Several authors sue OpenAI and Meta for copyright violation

American authors Christopher Golden, Sarah Silverman and Richard Kadrey have sued OpenAI and Meta before two United States district courts, for copyright violation. The lawsuits allege, among other things, that both OpenAI’s ChatGPT and Meta’s LlaMA were trained on data sets obtained in the same way and containing their works.

According to the plaintiffs, OpenAI and Meta obtained their works through online web libraries that serve Internet users to obtain digital versions of books in unorthodox ways, such as through Z-Library. In addition, they pointed out that the books are «available raw via torrent systems«.

All three have presented evidence that when requests are made to ChatGPT, the model will display a summary of their books, which violates their copyright. Among the books that ChatGPT is able to provide summaries of are Silverman’s Bedwetter; Golden’s Ararat and Kadrey’s Sandman Slim. The lawsuit also points out that the chatbot never displayed the notice about the prohibition of its reproduction as published works. In other words, they do not show the information on copyright management that the plaintiffs include in the works they publish.

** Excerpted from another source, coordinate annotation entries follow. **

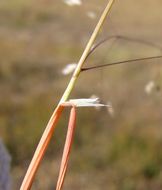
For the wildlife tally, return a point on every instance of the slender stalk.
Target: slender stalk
(86, 52)
(45, 139)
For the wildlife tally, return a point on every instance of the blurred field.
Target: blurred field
(37, 39)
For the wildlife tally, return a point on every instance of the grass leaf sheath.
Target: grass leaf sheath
(46, 137)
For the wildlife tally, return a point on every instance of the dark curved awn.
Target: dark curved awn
(125, 61)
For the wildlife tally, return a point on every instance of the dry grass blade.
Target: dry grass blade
(67, 148)
(42, 146)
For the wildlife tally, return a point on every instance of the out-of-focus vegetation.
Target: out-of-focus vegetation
(37, 39)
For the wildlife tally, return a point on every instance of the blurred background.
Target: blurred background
(115, 149)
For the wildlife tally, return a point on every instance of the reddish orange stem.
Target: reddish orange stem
(40, 151)
(67, 148)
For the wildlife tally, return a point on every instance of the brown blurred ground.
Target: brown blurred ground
(37, 39)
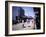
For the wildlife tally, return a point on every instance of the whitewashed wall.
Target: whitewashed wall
(2, 17)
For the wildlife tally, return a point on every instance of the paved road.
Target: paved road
(19, 26)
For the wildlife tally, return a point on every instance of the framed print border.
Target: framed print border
(6, 18)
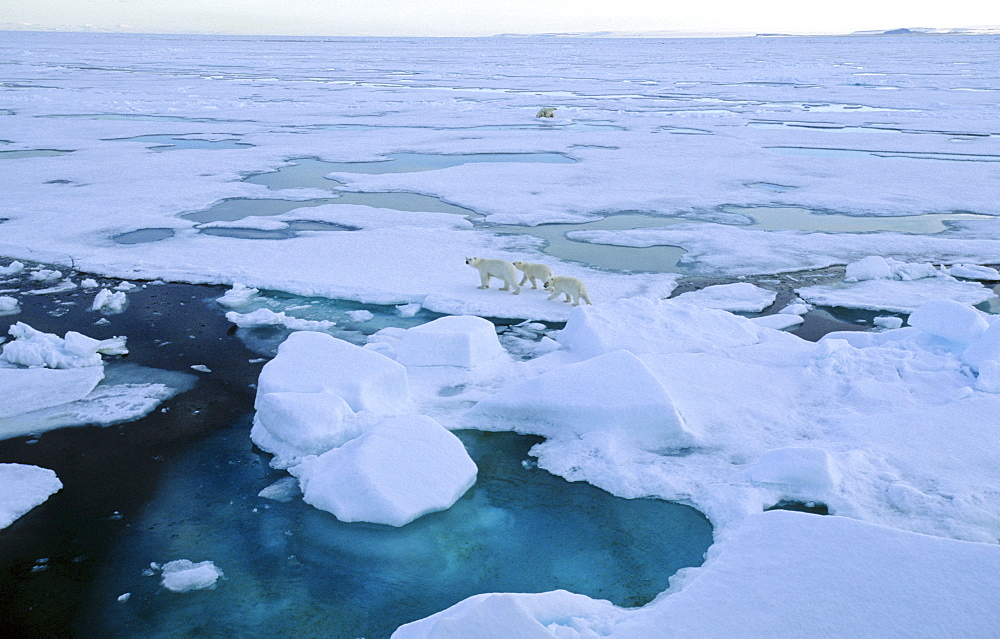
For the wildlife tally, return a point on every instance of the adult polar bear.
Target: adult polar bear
(500, 269)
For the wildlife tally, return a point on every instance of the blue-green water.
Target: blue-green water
(292, 570)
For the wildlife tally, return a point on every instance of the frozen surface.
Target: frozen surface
(183, 575)
(400, 469)
(22, 487)
(741, 296)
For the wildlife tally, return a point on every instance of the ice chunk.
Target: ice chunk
(402, 468)
(738, 297)
(989, 377)
(284, 490)
(873, 267)
(644, 325)
(949, 320)
(34, 348)
(9, 306)
(797, 472)
(109, 303)
(303, 423)
(360, 315)
(984, 349)
(545, 615)
(612, 393)
(888, 322)
(29, 389)
(778, 321)
(310, 362)
(459, 340)
(12, 269)
(974, 272)
(266, 317)
(239, 295)
(22, 487)
(183, 575)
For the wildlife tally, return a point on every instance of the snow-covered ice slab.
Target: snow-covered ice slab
(740, 296)
(311, 362)
(465, 341)
(656, 326)
(783, 574)
(898, 296)
(614, 395)
(22, 487)
(787, 574)
(397, 471)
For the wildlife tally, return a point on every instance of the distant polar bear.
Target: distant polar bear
(533, 272)
(500, 269)
(571, 287)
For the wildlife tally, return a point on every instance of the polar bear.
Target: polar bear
(540, 272)
(500, 269)
(571, 287)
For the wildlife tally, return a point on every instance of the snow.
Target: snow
(267, 317)
(183, 575)
(22, 487)
(311, 362)
(457, 340)
(109, 303)
(613, 396)
(893, 431)
(741, 296)
(9, 305)
(399, 470)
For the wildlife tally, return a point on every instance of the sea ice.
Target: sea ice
(399, 470)
(108, 302)
(183, 575)
(9, 306)
(238, 295)
(614, 395)
(737, 297)
(311, 362)
(267, 317)
(22, 487)
(466, 341)
(291, 425)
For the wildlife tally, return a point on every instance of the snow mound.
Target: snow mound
(465, 341)
(949, 320)
(183, 575)
(267, 317)
(797, 473)
(401, 469)
(23, 487)
(738, 297)
(9, 306)
(292, 425)
(30, 389)
(34, 348)
(644, 325)
(546, 615)
(613, 393)
(311, 362)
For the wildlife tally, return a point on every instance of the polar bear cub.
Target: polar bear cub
(500, 269)
(571, 287)
(533, 272)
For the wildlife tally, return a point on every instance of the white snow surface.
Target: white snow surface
(894, 431)
(22, 487)
(183, 575)
(740, 296)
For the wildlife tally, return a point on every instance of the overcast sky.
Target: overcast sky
(489, 17)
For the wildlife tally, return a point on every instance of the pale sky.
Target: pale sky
(489, 17)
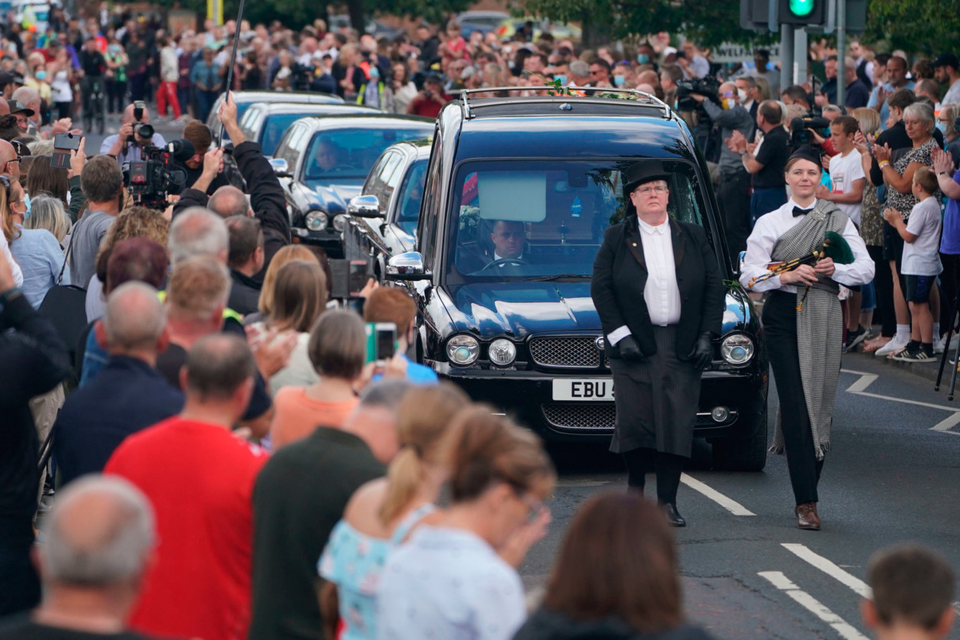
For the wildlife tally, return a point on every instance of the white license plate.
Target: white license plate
(594, 390)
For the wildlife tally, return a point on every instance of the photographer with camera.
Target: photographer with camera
(734, 191)
(267, 202)
(135, 133)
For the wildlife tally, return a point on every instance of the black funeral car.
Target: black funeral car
(522, 333)
(323, 161)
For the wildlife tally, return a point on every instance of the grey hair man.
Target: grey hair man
(100, 537)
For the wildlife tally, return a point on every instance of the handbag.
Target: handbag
(65, 306)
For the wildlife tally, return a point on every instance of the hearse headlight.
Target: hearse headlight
(316, 221)
(463, 350)
(737, 349)
(502, 352)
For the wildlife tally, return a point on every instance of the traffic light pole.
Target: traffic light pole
(786, 57)
(841, 52)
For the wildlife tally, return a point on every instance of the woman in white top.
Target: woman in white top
(454, 579)
(382, 512)
(803, 308)
(299, 297)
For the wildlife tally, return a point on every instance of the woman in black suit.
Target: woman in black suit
(658, 291)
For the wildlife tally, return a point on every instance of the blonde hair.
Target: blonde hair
(287, 254)
(425, 431)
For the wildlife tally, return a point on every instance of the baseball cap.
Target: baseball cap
(947, 60)
(17, 107)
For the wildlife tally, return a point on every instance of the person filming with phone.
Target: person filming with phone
(136, 132)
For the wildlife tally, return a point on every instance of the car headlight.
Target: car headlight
(316, 221)
(463, 350)
(502, 352)
(737, 349)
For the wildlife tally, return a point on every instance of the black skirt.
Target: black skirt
(657, 400)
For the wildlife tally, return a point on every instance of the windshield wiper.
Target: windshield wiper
(560, 276)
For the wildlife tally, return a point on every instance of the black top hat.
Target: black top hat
(641, 172)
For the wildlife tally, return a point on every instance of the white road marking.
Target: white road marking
(811, 604)
(866, 379)
(730, 505)
(859, 587)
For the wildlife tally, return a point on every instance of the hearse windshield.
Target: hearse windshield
(545, 219)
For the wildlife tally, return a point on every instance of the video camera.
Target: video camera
(708, 86)
(159, 174)
(802, 129)
(142, 129)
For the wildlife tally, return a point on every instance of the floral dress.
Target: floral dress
(354, 562)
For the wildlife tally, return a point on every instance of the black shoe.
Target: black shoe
(673, 516)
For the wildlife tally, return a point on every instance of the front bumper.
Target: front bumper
(527, 397)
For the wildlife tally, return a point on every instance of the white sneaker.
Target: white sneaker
(891, 347)
(937, 345)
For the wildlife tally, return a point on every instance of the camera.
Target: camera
(708, 86)
(802, 129)
(141, 129)
(159, 174)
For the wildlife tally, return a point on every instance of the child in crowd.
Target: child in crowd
(921, 262)
(913, 590)
(846, 191)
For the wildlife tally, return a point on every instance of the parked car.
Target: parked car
(383, 218)
(482, 21)
(245, 99)
(523, 334)
(323, 161)
(265, 122)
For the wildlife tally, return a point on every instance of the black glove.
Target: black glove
(630, 350)
(702, 353)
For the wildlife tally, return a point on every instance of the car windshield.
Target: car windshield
(273, 129)
(411, 194)
(540, 219)
(345, 156)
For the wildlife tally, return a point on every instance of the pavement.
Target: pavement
(891, 476)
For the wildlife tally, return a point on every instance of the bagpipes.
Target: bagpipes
(834, 246)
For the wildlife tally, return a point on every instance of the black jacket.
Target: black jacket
(34, 362)
(266, 199)
(620, 274)
(549, 625)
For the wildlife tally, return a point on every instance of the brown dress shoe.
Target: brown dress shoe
(807, 517)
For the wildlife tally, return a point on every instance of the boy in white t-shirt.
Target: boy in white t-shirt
(921, 262)
(847, 179)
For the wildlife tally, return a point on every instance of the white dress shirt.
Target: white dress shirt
(768, 230)
(661, 293)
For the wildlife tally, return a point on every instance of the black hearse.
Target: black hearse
(521, 333)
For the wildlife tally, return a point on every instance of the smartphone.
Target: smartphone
(63, 144)
(381, 341)
(356, 277)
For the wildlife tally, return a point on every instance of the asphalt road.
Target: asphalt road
(889, 478)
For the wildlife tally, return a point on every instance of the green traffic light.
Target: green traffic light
(801, 8)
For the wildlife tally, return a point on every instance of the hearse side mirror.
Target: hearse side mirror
(407, 266)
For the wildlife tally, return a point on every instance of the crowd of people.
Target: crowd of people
(198, 497)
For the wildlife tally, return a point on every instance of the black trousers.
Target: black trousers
(667, 466)
(780, 335)
(883, 283)
(734, 197)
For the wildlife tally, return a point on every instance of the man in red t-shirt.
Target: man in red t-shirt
(429, 101)
(200, 478)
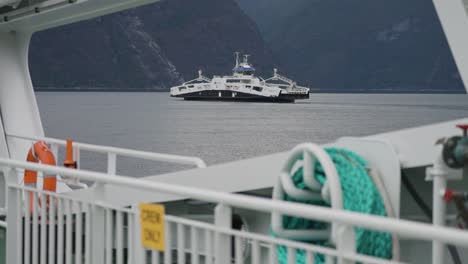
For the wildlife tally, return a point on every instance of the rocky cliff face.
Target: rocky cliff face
(150, 47)
(358, 45)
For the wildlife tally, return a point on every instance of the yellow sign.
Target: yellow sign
(152, 226)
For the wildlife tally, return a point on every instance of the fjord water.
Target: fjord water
(227, 131)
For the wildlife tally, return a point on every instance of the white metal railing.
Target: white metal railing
(108, 231)
(113, 152)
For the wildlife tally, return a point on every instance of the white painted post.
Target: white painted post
(111, 163)
(97, 228)
(3, 191)
(14, 238)
(439, 207)
(223, 218)
(346, 242)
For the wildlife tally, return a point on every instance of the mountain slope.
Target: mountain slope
(150, 47)
(359, 44)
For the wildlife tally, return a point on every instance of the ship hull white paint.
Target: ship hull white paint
(227, 95)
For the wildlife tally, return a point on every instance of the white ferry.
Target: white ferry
(242, 85)
(407, 206)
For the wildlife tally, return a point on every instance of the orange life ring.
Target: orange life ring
(40, 151)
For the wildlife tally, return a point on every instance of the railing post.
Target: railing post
(3, 191)
(98, 227)
(14, 220)
(346, 243)
(223, 218)
(111, 163)
(139, 251)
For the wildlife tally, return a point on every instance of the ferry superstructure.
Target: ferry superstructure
(227, 213)
(242, 85)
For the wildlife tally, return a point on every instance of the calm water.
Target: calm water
(225, 131)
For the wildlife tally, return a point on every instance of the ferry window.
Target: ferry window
(258, 89)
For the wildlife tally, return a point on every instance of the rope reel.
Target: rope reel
(330, 177)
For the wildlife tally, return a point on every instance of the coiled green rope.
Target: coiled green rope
(359, 195)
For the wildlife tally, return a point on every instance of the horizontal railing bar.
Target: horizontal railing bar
(403, 228)
(187, 160)
(72, 198)
(277, 241)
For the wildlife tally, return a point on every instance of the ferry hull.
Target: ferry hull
(223, 95)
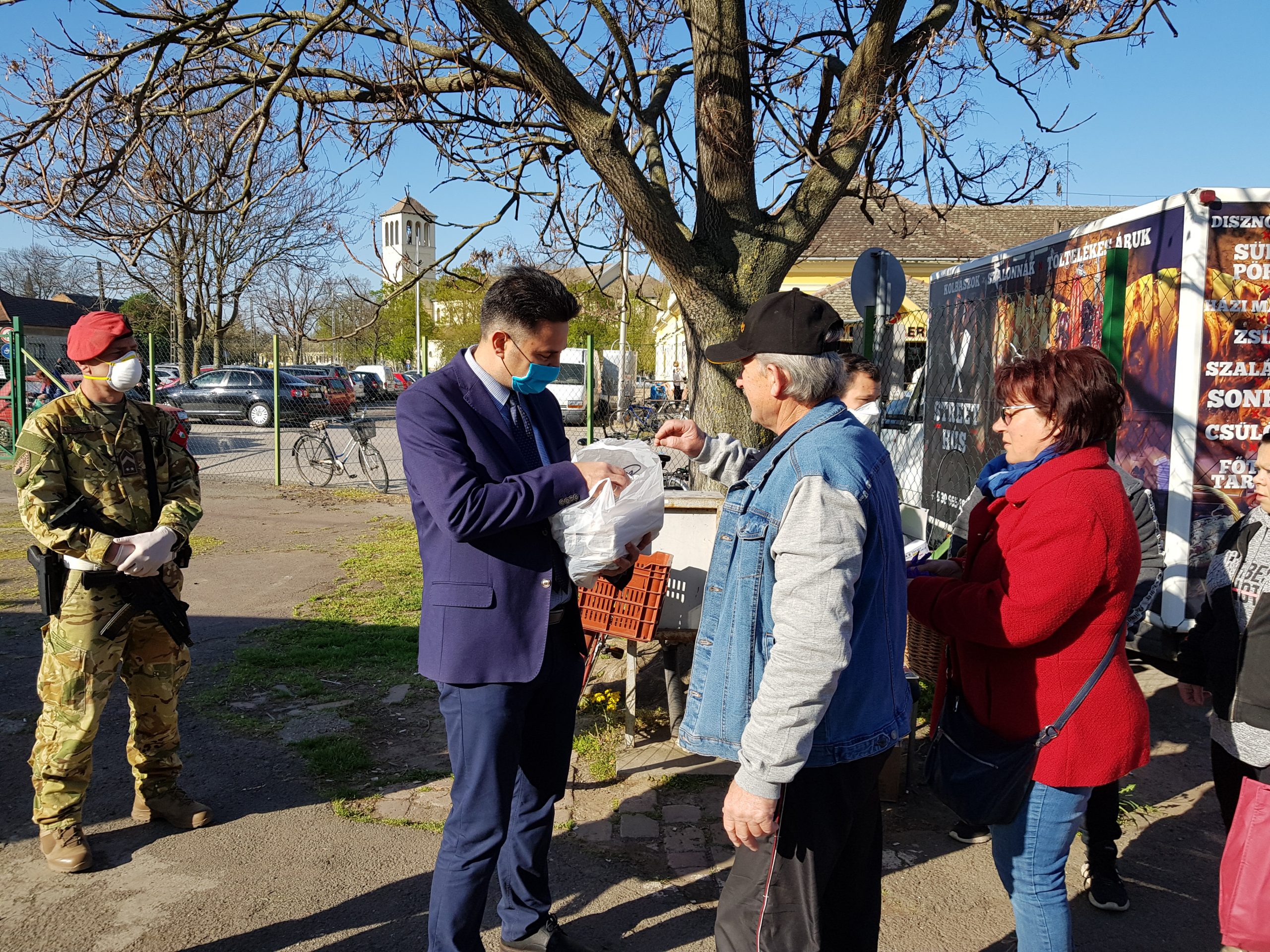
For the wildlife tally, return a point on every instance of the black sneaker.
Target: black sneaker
(1107, 890)
(969, 833)
(549, 939)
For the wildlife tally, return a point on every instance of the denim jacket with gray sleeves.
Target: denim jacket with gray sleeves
(799, 656)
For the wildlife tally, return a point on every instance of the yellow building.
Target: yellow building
(922, 241)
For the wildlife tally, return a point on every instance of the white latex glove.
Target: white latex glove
(150, 550)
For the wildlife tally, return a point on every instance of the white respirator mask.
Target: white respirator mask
(124, 375)
(868, 414)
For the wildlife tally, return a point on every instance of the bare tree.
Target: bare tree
(723, 132)
(293, 301)
(39, 271)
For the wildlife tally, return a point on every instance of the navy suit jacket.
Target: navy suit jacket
(482, 516)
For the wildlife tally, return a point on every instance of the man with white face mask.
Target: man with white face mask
(864, 389)
(108, 489)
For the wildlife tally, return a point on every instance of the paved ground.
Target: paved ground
(281, 871)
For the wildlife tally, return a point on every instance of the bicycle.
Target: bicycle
(638, 420)
(317, 459)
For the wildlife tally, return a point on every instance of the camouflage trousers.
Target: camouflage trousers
(75, 678)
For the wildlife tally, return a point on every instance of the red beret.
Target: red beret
(93, 333)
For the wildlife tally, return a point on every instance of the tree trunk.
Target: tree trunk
(182, 355)
(717, 404)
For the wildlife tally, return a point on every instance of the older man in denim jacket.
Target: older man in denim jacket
(799, 659)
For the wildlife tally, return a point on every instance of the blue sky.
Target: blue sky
(1171, 116)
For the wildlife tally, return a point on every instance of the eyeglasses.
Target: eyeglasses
(1008, 413)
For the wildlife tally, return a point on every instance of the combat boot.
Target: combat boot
(65, 848)
(176, 806)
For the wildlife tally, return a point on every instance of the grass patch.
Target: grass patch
(366, 627)
(364, 812)
(597, 747)
(1131, 809)
(334, 757)
(202, 545)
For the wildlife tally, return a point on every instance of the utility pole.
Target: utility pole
(622, 328)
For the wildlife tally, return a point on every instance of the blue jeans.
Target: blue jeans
(1032, 855)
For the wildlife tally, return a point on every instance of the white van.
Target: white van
(571, 386)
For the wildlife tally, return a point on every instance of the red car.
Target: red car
(339, 393)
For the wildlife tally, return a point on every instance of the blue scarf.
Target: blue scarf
(999, 475)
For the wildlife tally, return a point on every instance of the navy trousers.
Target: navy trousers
(509, 748)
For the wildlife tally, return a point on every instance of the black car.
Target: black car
(247, 394)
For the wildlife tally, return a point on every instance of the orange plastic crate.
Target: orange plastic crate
(633, 612)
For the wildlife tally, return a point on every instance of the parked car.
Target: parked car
(166, 375)
(247, 394)
(407, 377)
(388, 380)
(373, 391)
(571, 388)
(339, 394)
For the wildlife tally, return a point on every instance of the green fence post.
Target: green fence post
(18, 389)
(277, 419)
(1114, 281)
(591, 389)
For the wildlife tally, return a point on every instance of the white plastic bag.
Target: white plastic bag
(593, 534)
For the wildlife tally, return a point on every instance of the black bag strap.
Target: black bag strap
(148, 451)
(1052, 730)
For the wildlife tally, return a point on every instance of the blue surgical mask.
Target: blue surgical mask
(536, 379)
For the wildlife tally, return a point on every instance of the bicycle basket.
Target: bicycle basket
(362, 429)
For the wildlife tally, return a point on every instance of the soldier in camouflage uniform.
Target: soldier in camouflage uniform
(89, 443)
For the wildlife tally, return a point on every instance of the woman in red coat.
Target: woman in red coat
(1043, 590)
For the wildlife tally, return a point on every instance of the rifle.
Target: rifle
(139, 595)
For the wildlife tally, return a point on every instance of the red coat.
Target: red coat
(1049, 572)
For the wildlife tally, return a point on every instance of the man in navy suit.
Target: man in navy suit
(487, 461)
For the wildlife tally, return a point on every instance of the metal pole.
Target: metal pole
(18, 389)
(591, 389)
(277, 419)
(622, 332)
(417, 336)
(1114, 281)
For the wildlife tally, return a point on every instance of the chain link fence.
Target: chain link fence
(300, 424)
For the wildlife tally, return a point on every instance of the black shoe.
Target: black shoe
(969, 833)
(1107, 889)
(549, 939)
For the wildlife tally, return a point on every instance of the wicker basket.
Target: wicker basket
(362, 429)
(924, 652)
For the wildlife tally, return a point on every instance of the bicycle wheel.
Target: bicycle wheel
(374, 468)
(314, 459)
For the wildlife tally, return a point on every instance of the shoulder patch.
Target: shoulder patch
(33, 442)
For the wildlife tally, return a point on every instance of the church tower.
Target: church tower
(409, 238)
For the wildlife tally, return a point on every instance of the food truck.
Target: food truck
(1184, 306)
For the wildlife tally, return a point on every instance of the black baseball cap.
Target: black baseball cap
(785, 323)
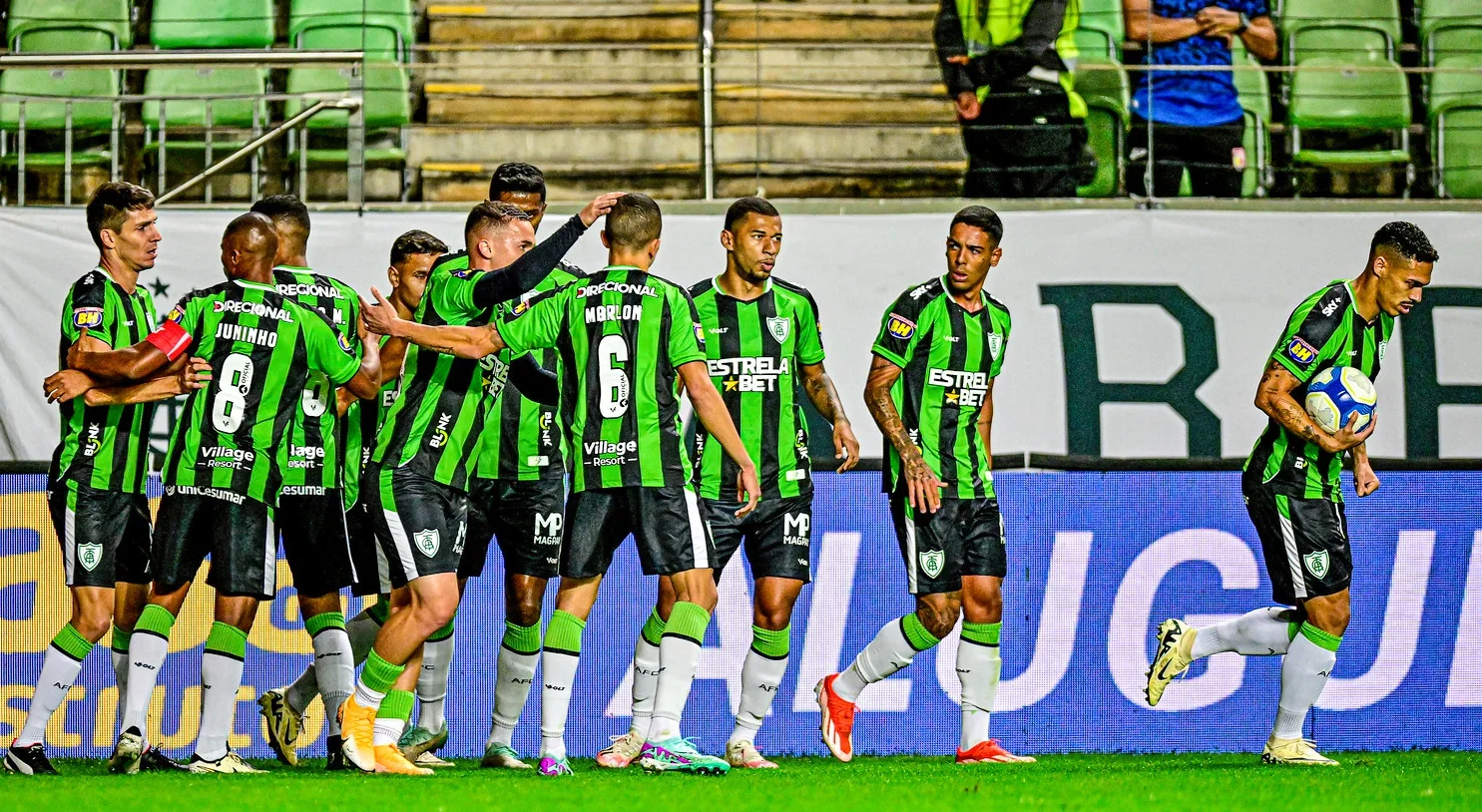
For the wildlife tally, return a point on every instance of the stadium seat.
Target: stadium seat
(1340, 28)
(1456, 127)
(229, 24)
(1334, 97)
(70, 25)
(385, 28)
(1106, 95)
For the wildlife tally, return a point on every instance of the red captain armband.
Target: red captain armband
(170, 338)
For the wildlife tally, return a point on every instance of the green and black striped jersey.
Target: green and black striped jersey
(1322, 332)
(522, 439)
(620, 336)
(437, 417)
(359, 426)
(311, 454)
(753, 350)
(261, 347)
(949, 357)
(104, 446)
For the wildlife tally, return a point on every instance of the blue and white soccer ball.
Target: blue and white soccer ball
(1337, 393)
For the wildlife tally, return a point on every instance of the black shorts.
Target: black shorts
(523, 516)
(372, 574)
(235, 531)
(316, 541)
(965, 537)
(1304, 543)
(776, 535)
(419, 524)
(666, 524)
(104, 534)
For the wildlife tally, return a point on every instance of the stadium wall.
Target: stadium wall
(1096, 561)
(1136, 332)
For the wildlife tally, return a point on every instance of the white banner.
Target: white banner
(1236, 273)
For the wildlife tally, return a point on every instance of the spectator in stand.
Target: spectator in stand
(1027, 140)
(1197, 118)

Regarding the lawsuit filed by the three against Meta, it indicates that Meta was able to access the books of the plaintiff authors to train their LlaMA models. It indicates the reasons that lead the plaintiffs to believe that the data sets that were used in the training.

Among them, the sources of the data sets are cited. Of these, one is ThePile, launched by the company EleutherAI. The Pile, according to the lawsuit, is described in an EleutherAI document as being created from “a copy of the contents of the tracked private Bibliotik«, among other libraries that, according to the demand, are «flagrantly illegal«.

In both lawsuits, the authors claim that they “did not consent to the use of their copyrighted books for use as training material.” Each of the lawsuits, on the other hand, details six crimes for various types of copyright violations, negligence, unjust enrichment and unfair competition. For this reason, they request, among other things, damages and the restitution of benefits.

The lawyers for the three authors are Joseph Savery and Matthe Butterick, who on their website highlight that they are receiving news of “writers, authors, and publishers who are concerned about ChatGPT’s amazing ability to generate text similar to what can be found in copyright-protected text materials. Among them, thousands of books«.

Saveri has also filed various lawsuits against AI companies initiated by various artists and developers. He and Butterick are also representing authors Mona Award and Paul Tremblay in a similar case. In addition, Getty Images has also sued Stability AI, makers of the Stable Diffusion imaging tool, for training their model on copyright-protected images. OpenAI also has to face lawsuits for training ChatGPT with personal data without their owners having given their consent.

More authors and creators are likely to sue companies that have used their works to train their models without permission or compensation, leading, depending on the verdicts, to AI companies that engage in model building and training have to be more careful with the data they use for that task.